Migration may introduce new alleles into the population or may change
the frequency of existing allele.
Amount of change in gene frequency q will primarily depend upon two
factors.
Ratio of migrant individuals to those of the original population.
Magnitude of difference between the values of q in the
population and in the migrants.
So, in plant breeding migration is by inter varietal crosses or poly
crosses.
1. Mutation
Mutation is a sudden heritable change in an organism and is generally
due to a structural change in a gene.
It may produce a new allele not present in the population or may
change the frequency of existence allele.
3. Random drift or Genetic drift
It is a random change in gene frequency due to sampling error.
Random drift is more in small population than larger.

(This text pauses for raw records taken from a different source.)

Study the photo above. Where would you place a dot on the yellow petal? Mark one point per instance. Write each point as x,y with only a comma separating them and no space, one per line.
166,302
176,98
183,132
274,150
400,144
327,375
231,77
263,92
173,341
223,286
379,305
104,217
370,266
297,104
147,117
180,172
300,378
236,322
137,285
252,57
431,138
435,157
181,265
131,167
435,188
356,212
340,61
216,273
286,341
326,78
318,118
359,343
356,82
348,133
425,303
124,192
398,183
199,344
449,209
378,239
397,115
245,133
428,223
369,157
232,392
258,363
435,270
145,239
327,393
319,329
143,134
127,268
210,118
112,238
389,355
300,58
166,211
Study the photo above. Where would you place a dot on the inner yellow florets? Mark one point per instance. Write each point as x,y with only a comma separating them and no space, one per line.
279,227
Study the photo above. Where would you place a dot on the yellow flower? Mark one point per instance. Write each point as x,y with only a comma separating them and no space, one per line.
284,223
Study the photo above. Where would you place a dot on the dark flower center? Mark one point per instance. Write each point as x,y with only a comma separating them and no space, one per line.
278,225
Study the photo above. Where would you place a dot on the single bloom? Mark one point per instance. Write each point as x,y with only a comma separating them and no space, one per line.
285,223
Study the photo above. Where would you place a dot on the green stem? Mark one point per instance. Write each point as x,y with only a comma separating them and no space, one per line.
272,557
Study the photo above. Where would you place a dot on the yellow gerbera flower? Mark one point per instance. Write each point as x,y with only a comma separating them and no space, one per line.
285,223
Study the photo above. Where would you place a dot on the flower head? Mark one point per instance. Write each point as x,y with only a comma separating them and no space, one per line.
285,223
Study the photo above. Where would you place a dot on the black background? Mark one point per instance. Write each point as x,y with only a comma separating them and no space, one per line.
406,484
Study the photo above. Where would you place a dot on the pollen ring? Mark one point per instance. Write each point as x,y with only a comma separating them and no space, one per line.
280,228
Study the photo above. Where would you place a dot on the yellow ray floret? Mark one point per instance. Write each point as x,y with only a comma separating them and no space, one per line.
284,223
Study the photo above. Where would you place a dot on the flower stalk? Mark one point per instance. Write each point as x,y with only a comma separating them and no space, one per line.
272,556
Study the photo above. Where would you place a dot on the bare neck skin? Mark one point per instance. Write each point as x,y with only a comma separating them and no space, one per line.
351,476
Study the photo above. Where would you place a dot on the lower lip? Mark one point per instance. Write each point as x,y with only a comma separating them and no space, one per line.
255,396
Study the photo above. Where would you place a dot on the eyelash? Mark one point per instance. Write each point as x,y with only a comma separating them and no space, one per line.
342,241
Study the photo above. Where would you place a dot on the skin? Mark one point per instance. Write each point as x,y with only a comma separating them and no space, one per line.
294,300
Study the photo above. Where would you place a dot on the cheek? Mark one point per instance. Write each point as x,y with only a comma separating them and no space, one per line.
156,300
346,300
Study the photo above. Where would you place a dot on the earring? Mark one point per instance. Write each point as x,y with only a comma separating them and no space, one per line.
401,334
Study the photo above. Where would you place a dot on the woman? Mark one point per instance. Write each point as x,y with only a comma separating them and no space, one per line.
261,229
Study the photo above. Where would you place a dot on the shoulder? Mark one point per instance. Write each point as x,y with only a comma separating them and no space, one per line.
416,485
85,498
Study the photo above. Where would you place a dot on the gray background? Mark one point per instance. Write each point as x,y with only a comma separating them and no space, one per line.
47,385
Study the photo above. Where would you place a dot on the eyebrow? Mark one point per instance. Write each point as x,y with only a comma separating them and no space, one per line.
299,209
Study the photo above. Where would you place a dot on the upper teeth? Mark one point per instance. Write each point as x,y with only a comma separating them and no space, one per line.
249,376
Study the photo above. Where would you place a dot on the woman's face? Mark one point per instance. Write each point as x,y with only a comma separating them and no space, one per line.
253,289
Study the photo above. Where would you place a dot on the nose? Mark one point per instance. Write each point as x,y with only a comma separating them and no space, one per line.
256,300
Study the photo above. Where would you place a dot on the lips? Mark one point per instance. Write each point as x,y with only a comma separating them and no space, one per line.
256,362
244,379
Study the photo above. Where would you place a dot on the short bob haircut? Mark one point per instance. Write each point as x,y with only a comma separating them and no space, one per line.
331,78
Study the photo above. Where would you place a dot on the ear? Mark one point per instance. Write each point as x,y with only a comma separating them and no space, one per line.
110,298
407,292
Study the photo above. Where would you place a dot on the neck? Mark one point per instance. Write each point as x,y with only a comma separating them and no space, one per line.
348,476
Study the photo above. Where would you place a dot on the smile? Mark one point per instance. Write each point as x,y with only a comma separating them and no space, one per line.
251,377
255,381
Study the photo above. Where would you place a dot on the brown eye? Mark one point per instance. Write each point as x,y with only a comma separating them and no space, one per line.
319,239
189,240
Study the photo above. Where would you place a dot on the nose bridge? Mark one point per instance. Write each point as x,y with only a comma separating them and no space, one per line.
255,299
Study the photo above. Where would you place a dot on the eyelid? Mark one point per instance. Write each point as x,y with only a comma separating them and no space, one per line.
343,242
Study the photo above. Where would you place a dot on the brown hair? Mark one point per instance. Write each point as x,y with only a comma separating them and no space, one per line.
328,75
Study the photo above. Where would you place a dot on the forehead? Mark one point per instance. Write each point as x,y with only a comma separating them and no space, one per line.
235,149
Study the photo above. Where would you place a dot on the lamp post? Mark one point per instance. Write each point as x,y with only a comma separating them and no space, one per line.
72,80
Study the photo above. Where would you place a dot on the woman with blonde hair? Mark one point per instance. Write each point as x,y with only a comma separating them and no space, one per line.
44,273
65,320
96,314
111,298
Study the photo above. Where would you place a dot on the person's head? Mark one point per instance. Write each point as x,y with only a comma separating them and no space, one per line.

Ultimately, the frequency of one of the allele becomes zero and that of
the other allele becomes one.
Allele with the frequency one is fixed in the population, because there
would be no change in the frequency.
So, all genes become homozygous.
Genetic drift can be reduced by handling large population.
3. 4. Inbreeding
Mating between individuals sharing a common parent in their
ancestry inbreeding reduces the proportion of the heterozygosity and
increase the frequency of homozygosity by the rate of decrease in
heterozygosity is equal to ½ N
N- Number of plants in the population per generation in monocious
or hermaphrodite species.
In diocious species and monoecious species where self-pollination
is prevented, the decrease in heterozygosity is lower.

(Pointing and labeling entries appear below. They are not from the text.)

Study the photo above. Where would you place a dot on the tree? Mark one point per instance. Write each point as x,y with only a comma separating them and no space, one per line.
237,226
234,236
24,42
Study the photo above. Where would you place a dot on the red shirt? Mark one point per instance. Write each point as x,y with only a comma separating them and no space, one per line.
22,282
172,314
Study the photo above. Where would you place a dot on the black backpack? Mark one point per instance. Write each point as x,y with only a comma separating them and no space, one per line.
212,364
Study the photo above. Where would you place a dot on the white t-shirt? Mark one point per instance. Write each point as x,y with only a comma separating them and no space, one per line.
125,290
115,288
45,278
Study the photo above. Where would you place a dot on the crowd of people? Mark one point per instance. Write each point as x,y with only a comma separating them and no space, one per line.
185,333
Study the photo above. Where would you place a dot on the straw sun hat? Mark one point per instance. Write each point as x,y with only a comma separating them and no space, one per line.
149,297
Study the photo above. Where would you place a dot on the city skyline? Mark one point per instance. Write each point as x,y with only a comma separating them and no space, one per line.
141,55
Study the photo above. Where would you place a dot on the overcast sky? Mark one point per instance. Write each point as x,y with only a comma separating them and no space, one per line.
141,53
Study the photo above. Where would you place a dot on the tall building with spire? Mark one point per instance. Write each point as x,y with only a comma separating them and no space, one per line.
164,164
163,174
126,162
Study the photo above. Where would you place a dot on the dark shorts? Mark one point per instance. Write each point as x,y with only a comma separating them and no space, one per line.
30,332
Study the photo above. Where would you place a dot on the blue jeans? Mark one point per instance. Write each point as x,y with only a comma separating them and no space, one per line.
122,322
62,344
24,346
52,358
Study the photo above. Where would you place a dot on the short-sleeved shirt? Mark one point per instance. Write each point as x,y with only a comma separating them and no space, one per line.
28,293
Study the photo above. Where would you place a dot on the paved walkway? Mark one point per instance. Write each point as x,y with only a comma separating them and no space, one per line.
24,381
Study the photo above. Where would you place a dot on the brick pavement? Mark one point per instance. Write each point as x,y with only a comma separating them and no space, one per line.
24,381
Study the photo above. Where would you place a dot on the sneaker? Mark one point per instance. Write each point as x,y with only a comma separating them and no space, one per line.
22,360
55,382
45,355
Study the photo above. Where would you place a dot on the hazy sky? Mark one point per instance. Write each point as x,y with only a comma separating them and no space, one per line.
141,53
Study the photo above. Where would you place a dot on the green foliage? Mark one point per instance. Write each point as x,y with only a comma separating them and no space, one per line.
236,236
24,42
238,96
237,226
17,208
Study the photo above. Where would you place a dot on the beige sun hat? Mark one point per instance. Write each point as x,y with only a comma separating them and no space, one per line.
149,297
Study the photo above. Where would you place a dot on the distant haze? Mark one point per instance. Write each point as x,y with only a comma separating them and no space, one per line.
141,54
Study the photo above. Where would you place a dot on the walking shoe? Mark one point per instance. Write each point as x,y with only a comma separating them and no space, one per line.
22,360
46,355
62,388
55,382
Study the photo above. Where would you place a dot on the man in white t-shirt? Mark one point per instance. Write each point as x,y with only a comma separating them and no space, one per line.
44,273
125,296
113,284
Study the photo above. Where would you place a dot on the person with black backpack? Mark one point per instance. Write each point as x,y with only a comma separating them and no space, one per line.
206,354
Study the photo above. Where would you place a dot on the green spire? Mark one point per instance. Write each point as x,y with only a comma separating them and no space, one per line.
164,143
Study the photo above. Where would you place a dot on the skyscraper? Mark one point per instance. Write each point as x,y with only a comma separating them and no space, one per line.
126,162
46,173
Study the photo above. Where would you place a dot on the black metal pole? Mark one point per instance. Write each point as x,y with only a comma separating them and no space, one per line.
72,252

In small population, even with strict random mating/ strict cross
pollination, the frequency of homozygotes increases, while that of
heterozygotes decreases due to inbreeding.
4. Selection
Refers to differential reproduction rates of various genotypes.
In crop improvement selection is important, because it allows the selected
genotypes to reproduce.
While, undesirable genotypes are eliminated.
So, in random mating population selected genotypes would be fixed
and the fitness is zero for remaining genotype.
Fitness of a genotype is defined as its reproduction rate in relation to
that of other genotypes.
It is difficult to identify genotypes for dominance due to less than 100%
heritability especially for quantitative character and as a result, selection
is expected to change gene frequencies rather than to eliminate one or
other allele.
Selection in a random mating population is highly effective in increasing
or decreasing the frequency of allele, but it is unable to either fix or
eliminate them.
However, in combination with a system of inbreeding, selection is highly
efficient in the fixation and elimination of an allele.
Most of the quantitative characters are of economic importance which are
governed by many genes. As these characters show a continuous
distribution, selection intensity is measured as the difference between
mean of the population and that of the selected individuals.
It is expressed in terms of K standard deviation units from which the
selection differential K is calculated. Value of K is related to the per
cent of extreme individuals saved.
4. Eg: When the extreme 5% of the population is saved, K=2.06.
Selection of the extreme phonotype increases the frequency of
desirable alleles in the population.
It increases the frequency of desirable alleles and the frequency of
desirable genotypes will also increase new genotypes resulting in
producing more extreme genotypes.
Therefore, mean of the population will change under selection. Variance
may decrease to some extent, but selection will show continuous gain for
several generations
In case the quantitative character, it is governed by one or few genes with
large effect. The desirable genes may be fixed after some generation of
selection. So, gain under selection will continue for several generations,
but in the later generations, it will be small and discouraging.
Progress under selection is retarded by non-additive gene action, low
heritability and limit on permissible selection intensity.
Permissible selection intensity depends on fecundity i.e. reproductive
capacity of the species and the consideration of inbreeding.
Inbreeding should be kept to a low level to maintain heterozygosity and
to avoid inbreeding depression. So, selected plants shall be relatively
large and cannot be too small.
Breeder is interested in improvement more than one character.